The guideline of my research activity has been the interaction of the light with matter. It included the use of optical spectroscopy (1980-2021), holographic data storing (1986-1994), scintillators (1990-1995), pulsed laser deposited (PLD) of ferro/piezoelectric materials (1993-2005), photovoltaic materials (Si 2005-2010, & perovskite 2019-), modelocked femtosecond solid state lasers (SSL, 2004-2021) and luminescent nanoprobes (NP, 2009-2021).
I have installed at ICMM-CSIC several laboratories for PLD deposition of thin films, bulk crystal growth by Czochralski (CZ) and Top Seeded Solution Growth (TSSG) methods, and a laboratory for optical spectroscopies and laser demonstrations. I have supervised 9 PhD works, one of them (J. A. Álvarez Pérez, 2021) within the last ten years, 3 Master works, and 5 long stays of foreing research visitors.
I had been IP of an EU funded project (STREP. NMP3-CT-2003-505580), and 14 more funded by national institutions. I have participated in other further 14 projects with other IPs. I carried out three contracts with national photovoltaic companies (BP-Solar, ENSOL & ISOFOTON, 2001-2007) and developed two knowledge-transfer oriented projects with Spanish laser companies (EASY LASER & JEANOLOGY/FYLA, 2011-2018). According the CSIC data base overall these project rose 2.9 millions of euros.
I actively cooperate with the Centro de Láseres Pulsados Ultrarrápidos y Ultraintensos (CLPU) in Salamanca and I established a ICMM-CLPU Cooperation Agreement (2014-2019). I cooperated worldwide with many different laboratories (maybe more than 50).

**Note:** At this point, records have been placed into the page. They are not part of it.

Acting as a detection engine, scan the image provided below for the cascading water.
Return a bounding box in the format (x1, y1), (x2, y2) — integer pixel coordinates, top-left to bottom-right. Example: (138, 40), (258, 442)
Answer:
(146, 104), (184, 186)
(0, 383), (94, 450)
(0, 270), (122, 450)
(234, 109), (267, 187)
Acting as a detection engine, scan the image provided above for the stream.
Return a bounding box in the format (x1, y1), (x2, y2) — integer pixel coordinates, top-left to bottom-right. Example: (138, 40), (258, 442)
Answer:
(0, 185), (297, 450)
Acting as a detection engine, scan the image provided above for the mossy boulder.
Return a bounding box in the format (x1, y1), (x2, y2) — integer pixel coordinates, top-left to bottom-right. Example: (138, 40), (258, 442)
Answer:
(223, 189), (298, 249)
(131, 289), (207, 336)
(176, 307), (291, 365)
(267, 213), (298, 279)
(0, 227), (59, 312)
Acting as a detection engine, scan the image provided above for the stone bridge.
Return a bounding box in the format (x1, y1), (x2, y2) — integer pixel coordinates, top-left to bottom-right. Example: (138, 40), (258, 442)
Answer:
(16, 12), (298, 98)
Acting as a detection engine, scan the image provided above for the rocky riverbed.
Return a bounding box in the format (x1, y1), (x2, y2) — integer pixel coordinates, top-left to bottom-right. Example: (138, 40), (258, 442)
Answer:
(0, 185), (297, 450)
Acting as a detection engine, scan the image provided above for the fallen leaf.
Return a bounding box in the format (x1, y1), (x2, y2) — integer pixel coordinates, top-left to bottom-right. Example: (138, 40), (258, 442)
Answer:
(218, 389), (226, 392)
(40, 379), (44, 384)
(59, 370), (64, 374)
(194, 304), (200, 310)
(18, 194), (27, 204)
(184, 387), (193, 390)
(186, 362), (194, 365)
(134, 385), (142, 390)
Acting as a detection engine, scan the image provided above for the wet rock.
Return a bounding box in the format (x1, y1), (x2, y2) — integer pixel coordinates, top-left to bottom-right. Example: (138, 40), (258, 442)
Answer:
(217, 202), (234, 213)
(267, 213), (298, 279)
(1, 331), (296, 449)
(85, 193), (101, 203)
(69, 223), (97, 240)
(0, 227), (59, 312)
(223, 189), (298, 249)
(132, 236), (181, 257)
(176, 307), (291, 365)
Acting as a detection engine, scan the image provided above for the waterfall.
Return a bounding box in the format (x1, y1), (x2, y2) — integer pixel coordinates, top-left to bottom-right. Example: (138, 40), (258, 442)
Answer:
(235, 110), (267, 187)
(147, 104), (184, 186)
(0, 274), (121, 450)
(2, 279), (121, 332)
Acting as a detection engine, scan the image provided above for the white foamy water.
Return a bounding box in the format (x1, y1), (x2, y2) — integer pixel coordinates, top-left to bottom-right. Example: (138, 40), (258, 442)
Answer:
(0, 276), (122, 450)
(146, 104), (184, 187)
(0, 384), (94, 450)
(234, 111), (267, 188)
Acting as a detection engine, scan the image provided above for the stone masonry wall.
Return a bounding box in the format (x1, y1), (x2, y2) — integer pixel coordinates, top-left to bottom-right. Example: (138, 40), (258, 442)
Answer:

Just to mention a few in the last ten years: Unv. Aveiro, ILL-Grenoble, Inst. Low Temperature in Wroclaw, Centre for Optical Materials in Minsk, Lab Physique de la Mat. Condensée, Palaiseau, Max Born Int. Nonlinear Optics & Short pulse spectroscopy, Berlin, Unv. Coimbra, Korea Adv. Nanofabrication Center, Inst. Laser Physik, Hamburg, U.S. Army Res lab., etc….and with the laser crystal manufacturer Electro-Optics Technology in Idar-Oberstein.
I coauthored 216 peer reviewed papers, 2 book chapters, and contributed to more than 200 Conferences. These contributions received >4700 citations, with average of 22 cites per work and h= 41.
In the last years I have contributed in the developing, understanding and demonstration of the merits of “disordered” single crystals as laser hosts to produce very short laser pulses (duration<100 fs). Most modelocked SSLs are based in the broadband luminescence of d electrons (Ti3+, d1) but its potential for power scaling is little because required pumping is in the visible with associated large quantum-defect (heat transfer to the host). Lanthanides (Ln, 4f electrons) can be diode pumped with very low quantum defect but have very narrow bandwidth (no or little tunable capability). However, the Crystal Field on the Ln can be spatially modulated by introducing disorder in the crystal lattice at the local level, i. e. two or more different (size and charge) cations sitting in the same crystallographic sites. I pioneered the use of double tungstates (DW), NaLn(WO4)2, and double molybdates (DMo), NaLn(MoO4)2, as femtosecond lasers and later I substantially improved the understanding of the physical and laser properties of Ca3(NbGa)5O12 (CNGG) single crystal garnets. I have been the first to show that Na+ in the Ca2+ (dodecahedral) site acts as size and charge compensation of Yb3+ incorporation in this site. Further, I have shown that Li+ exclusively sits in the garnet tetrahedral site removing vacancies.
Also in the SSL arena, many different disordered oxide crystals melt above >1500 ºC thus Pt crucibles can not be used. Through an international collaboration with Aveiro University, I showed that the crucible-less Laser Floating Zone (LFZ) air growth technique produces oxyorthosilicates with laser capability.
The powerful infrared (800-3000 nm) spectroscopic capabilities installed by me have been used for the determination of the optical response of different materials, including organic LEDs based in β-diketonates molecules and perovskite solar cells, but particular emphasis has been paid in the development of new luminescent NPs with efficient upconversion (UC) properties for imaging and non contact thermometry. It was shown that tetragonal DW & DMo have at 25 ºC an UC efficiency as good as the reference material β-NaYF4 and even better at higher temperatures. These new UCNPs have been synthesized as small diamonds with 5x10 nm size and introduced inside of mesenchymal stem cells (in cooperation with Ramón y Cajal Hospital-Madrid) and perfused in different mouse organs (cooperations with CNB-CSIC and CNIC-ISCIII). Nanostructuring of these UC materials led to the proposal of colour displays by UC and functionalization of PMMA nanotubes.